Didn’t they use the opener wrong?

As an analytics enthusiast, I have embraced the deployment of openers — as the alternative to throwing a replacement-level starter to the wolves. In the Yankees’ final game of 2019, they went to an opener, and while it didn’t work — Chad Green started and immediately gave up three runs — I thought it made more sense than going with a diminished J.A. Happ.

In other words, I support using the opener as a defensive move against your own inadequacies, as invented by the Rays and utilized by pitching-challenged teams in the postseason like the 2018 Brewers and this year’s Padres. Certainly not as an offensive move against your opponent’s strengths when you weigh that potential reward against the potential risk of disrupting your pitching plans as well as your clubhouse.

The Yankees contended that they tried the strategy they did in Tuesday night’s American League Division Series Game 2, starting rookie right-hander Deivi Garcia and switching to the veteran left-hander Happ at the start of the second inning, as an attempt to force the hand of Rays manager Kevin Cash concerning his deep and talented roster. That move backfired rather spectacularly with a 7-5 loss, as the southpaw Happ, entering a 1-1 game, allowed two-run homers to a pair of righty batters — Mike Zunino and Manuel Margot — in the second and third innings, respectively. Happ, while taking accountability for his lousy performance, didn’t hide his disappointment with the Yankees’ decision-making, conceding that he would have preferred to start.

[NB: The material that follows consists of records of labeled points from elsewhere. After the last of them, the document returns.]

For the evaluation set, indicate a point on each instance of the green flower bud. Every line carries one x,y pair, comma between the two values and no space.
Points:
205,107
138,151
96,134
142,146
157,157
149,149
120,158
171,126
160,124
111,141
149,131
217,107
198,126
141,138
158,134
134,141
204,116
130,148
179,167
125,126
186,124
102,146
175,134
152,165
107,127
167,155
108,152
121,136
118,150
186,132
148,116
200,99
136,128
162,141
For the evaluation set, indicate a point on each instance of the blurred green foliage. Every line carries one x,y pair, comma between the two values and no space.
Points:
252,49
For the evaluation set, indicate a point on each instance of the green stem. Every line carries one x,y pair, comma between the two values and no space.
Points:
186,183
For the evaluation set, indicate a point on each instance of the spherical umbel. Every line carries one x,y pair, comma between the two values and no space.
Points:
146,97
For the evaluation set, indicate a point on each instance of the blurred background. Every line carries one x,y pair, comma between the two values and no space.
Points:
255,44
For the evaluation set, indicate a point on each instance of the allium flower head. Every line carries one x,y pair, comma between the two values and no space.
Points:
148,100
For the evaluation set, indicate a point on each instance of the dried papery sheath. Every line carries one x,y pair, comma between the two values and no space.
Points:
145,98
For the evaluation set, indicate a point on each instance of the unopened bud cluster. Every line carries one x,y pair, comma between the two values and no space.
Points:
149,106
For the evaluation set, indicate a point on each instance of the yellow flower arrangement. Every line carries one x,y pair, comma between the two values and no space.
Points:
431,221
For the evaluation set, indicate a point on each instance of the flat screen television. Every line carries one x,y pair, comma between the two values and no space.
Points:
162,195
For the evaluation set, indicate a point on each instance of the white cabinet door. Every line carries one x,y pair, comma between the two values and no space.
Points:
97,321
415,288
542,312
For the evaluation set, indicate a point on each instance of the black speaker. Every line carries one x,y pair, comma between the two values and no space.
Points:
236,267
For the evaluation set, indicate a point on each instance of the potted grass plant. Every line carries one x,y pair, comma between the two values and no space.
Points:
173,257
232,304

He had earned that right in the wake of a resurgent 2020 regular season that saw him cut down on his gopher balls and drop his ERA from 4.91 to 3.47 (and his FIP from 5.22 to 4.57). Garcia, it appeared, had earned the same right after looking very impressive in his first six big-league starts. If you look under the hood on Baseball Savant, you will see that Garcia could have gotten hit a little harder in those outings; opponents slugged .420 against him and that should have been .459 based on hitters’ exit velocity. OK. Masahiro Tanaka’s expected slugging for 2020 stood at .439 against an actual .455, not a huge difference. And Garcia, who uses his changeup second most often after his four-seam fastball, actually performed better against lefty hitters (.579 OPS) than righties (.817) during the regular season. The run he gave up Tuesday was a homer to amazing Rays rookie Randy Arozarena, a righty hitter.

Asked Wednesday, before Game 3, whether he would consider letting Garcia and Happ work as traditional starting pitchers should the Yankees advance beyond this series, Boone said, “I would expect that. I think [Tuesday] night this team, a little bit unique in that sense. I would probably assume they would be in a starter’s role.”

Then there sure exists a case to be made that the Yankees used the opener wrong. What started out as a brilliant series for them now becomes a mess of their own making, with two of their most important pitchers disrupted and their options for the rest of the week compromised; Jordan Montgomery, the starting rotation’s weak link, will start Game 4 and ace Gerrit Cole will go in Friday’s Game 5 on three days’ rest. If they don’t clean it up, this one will sting for a very long time.